Manufacturing is the backbone of structural transformation, enabling economies to shift labour from low-productivity agriculture to high-productivity industry. For India, manufacturing is critical to job creation, export competitiveness, technological self-reliance and macroeconomic stability.
Current trends in India’s Manufacturing sector:
- Sub-Optimal GDP Share: Manufacturing contributes around 16–17% of GDP, with a medium-term policy goal of raising this to 25%.
- Output and Capacity Recovery:
- Manufacturing GVA growth accelerated in FY25, supported by automobiles, electronics, and capital goods.
- Capacity utilisation rose to 76.8% in March 2024 from 74.7% in Dec 2023 as per RBI OBICUS.
- Industrial Production Momentum: The Index of Industrial Production (IIP) recorded 6.7% YoY growth in Nov 2025, driven by 8% growth in manufacturing.
- Strong PMI Signals: Manufacturing PMI remained in expansionary territory, rising from 58.4 in June 2025 to 59.1 July 2025, the fastest improvement in over 17 years.
- Export Upgradation: Electronics exports increased eight-fold from ₹38,000 crore to ₹3.27 lakh crore in FY25, led by mobile phone clusters in Tamil Nadu and Uttar Pradesh.
Major reforms shaping Manufacturing growth:
- Make in India & PLI Schemes: PLI catalysed nearly ₹2 lakh crore in realised investments across 14 sectors.
- National Manufacturing Mission (2025–26): Aims to align infrastructure, skilling, technology, MSMEs and industrial clusters under a single strategic framework.
- Labour Market Rationalisation: Operationalisation of four Labour Codes (2025) reduced compliance complexity and enabled Fixed Term Employment, easing firm-level scaling.
- FDI Liberalisation: Manufacturing FDI equity inflows rose 69%, from $97.7 bn (2004–14) to $165.1 bn (2014–24).
- Logistics Transformation: PM Gati Shakti reduced logistics costs from 13–14% to 7.97% of GDP, with 118 cargo terminals being commissioned.
Key structural challenges:
- Low Global Manufacturing Share: India accounts for only 2.8% of global manufacturing, compared to China’s 28.8%, despite demographic advantage.
- High Import Dependence: Electronics component imports touched $34.4 bn (FY24); semiconductor imports exceeded ₹1 lakh crore, exposing value-chain vulnerability.
- The MSME ‘Missing Middle’: Over 95% of firms are micro or small, limiting scale economies, innovation and supplier depth.
- Employment Paradox: Manufacturing employs only 11–12% of the workforce, while agriculture still absorbs 42–45% with low productivity.

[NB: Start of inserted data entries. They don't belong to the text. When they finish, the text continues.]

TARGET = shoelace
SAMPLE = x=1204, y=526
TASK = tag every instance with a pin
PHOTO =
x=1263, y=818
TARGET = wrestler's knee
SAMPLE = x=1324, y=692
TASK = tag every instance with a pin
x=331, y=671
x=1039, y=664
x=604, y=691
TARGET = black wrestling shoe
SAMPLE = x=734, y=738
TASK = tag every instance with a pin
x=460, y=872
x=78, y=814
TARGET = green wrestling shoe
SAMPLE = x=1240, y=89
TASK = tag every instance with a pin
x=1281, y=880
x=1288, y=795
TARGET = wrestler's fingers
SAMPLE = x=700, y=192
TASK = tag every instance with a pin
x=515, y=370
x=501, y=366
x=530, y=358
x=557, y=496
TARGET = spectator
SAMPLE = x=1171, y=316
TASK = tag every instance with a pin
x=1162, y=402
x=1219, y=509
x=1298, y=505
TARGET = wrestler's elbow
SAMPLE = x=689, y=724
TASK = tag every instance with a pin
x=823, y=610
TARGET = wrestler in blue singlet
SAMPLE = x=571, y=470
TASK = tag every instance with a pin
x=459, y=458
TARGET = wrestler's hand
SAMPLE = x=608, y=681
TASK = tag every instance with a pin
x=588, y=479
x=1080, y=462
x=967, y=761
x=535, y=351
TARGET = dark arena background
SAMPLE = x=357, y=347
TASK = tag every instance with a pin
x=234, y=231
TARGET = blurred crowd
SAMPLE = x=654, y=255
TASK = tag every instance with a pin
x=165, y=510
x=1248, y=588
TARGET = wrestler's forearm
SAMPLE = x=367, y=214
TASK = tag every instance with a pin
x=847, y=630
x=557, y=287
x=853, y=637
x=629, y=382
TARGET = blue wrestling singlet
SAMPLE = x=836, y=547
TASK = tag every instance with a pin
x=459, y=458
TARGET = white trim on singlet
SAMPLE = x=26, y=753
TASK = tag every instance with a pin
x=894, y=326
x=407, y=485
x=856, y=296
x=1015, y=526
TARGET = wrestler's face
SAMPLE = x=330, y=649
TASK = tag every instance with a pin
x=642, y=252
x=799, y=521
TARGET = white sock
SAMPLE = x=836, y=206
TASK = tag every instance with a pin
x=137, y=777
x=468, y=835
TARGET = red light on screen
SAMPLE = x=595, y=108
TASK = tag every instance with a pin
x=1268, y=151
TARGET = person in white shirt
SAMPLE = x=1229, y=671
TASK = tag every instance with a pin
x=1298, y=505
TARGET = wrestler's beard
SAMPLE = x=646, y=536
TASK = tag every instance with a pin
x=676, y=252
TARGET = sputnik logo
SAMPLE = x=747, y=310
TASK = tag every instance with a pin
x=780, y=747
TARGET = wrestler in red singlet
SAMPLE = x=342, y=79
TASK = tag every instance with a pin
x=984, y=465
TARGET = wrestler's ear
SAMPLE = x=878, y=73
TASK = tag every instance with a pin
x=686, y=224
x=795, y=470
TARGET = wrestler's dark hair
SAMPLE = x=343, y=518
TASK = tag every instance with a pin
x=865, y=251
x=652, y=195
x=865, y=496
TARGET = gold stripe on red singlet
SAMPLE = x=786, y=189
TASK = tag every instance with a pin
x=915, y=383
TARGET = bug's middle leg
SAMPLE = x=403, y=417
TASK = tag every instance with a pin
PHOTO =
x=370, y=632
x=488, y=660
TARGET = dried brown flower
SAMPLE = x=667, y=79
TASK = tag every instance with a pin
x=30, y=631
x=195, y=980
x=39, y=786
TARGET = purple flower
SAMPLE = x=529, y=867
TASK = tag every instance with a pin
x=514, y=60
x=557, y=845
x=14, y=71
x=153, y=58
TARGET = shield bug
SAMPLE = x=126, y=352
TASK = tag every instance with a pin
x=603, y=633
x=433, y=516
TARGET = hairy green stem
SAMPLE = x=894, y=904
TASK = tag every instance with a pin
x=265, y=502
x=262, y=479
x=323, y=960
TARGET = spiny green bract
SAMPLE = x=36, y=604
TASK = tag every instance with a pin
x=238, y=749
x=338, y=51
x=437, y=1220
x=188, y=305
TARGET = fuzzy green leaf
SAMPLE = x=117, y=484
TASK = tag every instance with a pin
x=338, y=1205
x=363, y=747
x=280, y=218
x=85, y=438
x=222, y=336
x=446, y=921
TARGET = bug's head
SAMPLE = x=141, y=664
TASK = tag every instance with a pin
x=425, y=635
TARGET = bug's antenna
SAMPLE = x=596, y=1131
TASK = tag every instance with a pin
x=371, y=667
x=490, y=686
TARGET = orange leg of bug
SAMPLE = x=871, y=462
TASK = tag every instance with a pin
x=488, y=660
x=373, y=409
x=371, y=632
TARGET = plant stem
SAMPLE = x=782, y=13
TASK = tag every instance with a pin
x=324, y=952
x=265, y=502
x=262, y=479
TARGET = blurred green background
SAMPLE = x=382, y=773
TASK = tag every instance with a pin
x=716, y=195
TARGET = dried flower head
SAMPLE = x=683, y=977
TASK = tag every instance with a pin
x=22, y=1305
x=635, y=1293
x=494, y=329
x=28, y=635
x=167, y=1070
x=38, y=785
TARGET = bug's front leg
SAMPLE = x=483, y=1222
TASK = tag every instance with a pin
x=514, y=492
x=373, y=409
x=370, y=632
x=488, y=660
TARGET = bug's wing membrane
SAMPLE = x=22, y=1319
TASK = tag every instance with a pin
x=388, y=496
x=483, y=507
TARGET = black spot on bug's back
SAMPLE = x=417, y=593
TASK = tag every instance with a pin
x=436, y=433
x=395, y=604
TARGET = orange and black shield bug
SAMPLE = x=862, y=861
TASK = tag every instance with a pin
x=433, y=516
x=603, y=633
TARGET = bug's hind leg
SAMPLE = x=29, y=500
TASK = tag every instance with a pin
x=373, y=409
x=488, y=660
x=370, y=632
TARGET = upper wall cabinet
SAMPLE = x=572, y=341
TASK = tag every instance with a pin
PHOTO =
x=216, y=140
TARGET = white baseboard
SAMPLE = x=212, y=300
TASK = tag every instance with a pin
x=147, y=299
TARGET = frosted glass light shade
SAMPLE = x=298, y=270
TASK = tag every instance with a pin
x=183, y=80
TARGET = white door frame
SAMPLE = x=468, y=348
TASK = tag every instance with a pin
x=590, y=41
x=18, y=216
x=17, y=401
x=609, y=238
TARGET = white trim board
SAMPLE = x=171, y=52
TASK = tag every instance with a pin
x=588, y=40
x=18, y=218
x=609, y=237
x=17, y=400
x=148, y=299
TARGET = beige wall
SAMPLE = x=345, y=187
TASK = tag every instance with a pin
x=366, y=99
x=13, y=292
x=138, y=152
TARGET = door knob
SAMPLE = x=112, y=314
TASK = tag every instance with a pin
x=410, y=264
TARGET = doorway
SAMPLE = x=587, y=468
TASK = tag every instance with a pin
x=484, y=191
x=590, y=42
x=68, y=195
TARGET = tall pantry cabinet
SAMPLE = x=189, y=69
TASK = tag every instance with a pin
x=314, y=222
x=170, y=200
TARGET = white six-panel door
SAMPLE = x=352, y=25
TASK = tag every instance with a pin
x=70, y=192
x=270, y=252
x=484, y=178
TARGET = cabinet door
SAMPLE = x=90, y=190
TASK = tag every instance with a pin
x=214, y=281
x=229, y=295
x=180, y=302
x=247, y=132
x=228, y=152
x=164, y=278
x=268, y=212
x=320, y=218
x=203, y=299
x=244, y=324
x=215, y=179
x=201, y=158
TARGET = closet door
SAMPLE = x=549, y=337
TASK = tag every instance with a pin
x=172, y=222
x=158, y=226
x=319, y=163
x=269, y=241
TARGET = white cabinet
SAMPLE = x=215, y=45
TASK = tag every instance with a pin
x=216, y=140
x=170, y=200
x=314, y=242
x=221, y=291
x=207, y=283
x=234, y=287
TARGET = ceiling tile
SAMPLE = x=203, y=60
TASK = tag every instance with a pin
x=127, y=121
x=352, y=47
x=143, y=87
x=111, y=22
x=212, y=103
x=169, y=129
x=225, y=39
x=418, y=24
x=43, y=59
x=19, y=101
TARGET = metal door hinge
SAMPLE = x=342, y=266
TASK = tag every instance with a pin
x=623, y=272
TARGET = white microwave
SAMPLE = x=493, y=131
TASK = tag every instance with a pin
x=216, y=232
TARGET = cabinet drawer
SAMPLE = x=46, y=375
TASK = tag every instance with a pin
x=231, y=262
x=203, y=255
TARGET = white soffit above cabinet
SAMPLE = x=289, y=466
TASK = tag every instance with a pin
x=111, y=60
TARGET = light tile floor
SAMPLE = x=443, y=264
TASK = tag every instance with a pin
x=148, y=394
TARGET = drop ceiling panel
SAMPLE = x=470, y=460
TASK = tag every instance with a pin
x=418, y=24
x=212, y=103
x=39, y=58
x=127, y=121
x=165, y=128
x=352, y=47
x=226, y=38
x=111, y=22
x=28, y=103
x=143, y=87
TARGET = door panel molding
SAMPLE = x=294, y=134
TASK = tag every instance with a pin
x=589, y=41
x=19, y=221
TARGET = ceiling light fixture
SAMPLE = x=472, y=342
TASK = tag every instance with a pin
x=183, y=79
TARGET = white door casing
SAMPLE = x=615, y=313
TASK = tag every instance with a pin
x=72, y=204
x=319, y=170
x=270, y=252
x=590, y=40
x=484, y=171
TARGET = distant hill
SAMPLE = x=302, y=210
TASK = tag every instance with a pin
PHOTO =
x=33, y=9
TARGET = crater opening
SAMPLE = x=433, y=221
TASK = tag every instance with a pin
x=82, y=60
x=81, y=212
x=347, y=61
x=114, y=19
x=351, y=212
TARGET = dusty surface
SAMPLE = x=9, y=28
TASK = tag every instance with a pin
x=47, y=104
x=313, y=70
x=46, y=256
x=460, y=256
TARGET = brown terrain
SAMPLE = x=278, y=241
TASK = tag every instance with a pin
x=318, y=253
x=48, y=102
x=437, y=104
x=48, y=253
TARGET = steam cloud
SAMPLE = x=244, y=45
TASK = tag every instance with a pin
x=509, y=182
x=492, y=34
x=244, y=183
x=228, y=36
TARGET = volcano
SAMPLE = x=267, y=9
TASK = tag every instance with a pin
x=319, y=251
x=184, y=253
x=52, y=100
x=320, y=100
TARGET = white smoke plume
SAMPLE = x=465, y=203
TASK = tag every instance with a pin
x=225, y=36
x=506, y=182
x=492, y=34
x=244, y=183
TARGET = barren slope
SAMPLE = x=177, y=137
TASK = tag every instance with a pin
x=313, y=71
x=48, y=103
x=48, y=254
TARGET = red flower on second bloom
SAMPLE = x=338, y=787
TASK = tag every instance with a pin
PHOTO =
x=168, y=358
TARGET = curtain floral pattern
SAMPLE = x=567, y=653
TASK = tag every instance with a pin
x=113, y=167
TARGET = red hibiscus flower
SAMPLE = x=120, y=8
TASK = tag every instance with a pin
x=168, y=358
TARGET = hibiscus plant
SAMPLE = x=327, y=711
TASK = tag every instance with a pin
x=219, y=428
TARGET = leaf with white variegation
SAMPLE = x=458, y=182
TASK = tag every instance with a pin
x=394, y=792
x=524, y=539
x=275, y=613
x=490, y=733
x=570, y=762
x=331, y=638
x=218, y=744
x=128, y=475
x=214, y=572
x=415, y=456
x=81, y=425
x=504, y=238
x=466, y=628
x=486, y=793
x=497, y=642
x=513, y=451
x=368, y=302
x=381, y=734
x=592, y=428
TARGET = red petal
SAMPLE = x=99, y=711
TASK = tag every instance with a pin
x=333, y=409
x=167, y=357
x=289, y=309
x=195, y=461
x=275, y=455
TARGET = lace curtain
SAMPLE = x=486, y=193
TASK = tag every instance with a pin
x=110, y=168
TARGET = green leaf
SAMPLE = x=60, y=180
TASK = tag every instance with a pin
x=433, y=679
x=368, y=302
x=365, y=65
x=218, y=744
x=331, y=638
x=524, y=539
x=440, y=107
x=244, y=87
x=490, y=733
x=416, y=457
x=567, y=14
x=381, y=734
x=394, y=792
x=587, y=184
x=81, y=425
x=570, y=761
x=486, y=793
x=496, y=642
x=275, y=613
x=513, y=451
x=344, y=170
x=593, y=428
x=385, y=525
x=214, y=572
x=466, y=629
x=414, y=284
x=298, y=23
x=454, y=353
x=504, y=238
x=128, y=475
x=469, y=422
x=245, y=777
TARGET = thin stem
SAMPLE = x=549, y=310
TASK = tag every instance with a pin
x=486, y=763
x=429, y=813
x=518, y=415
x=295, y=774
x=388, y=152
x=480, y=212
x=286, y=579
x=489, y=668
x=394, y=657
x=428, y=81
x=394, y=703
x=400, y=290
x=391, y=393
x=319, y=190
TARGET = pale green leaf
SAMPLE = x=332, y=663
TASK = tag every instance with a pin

- Skill and Productivity Gaps: Less than 5% of workers receive formal vocational training, compared to 50%+ in East Asian economies.
- Regulatory Uncertainty: Press Note-3 FDI approvals often take 6–12 months, delaying investments in electronics and renewables.
Measures Required for revamping Manufacturing:
- Deepen Domestic Value Chains: Shift from assembly to upstream capabilities such as components, materials, tooling, capital goods.
- Rebuild the Missing Middle: Enable MSMEs to scale via patient finance, cluster-based common facilities, and anchor-firm linkages.
- Restore Manufacturing’s Job Role: Prioritise labour-intensive and medium-skill segments (components, food processing, light engineering).
- Close Skill & Productivity Gaps Emphasise apprenticeship-based learning, shop-floor training and continuous upskilling.
- Raise Industrial R&D Intensity: Increase R&D spending from 0.7% to 1.5–2% of GDP, supported by industry–academia collaboration.
- Ensure Policy Predictability: National security screening must be transparent, time-bound and risk-based to avoid investment chilling effects.
Conclusion:
India’s ambition of becoming a $5-trillion economy requires that manufacturing must emerge as the engine of productive employment, export expansion and technological capability, raising its GDP share toward 25% and absorbing surplus labour.
‘+1’ value-addition:
- A ₹1 lakh crore rise in manufacturing output can generate 1.5–2 million jobs directly and indirectly as per ILO.
- At comparable income levels, manufacturing employed 25–30% of the workforce in South Korea and China, compared to 11–12% in India.
- India accounts for 3% of global manufacturing patents, compared to 45% for China.
- Top 10 manufacturing products contribute over 60% of India’s exports, highlighting export concentration.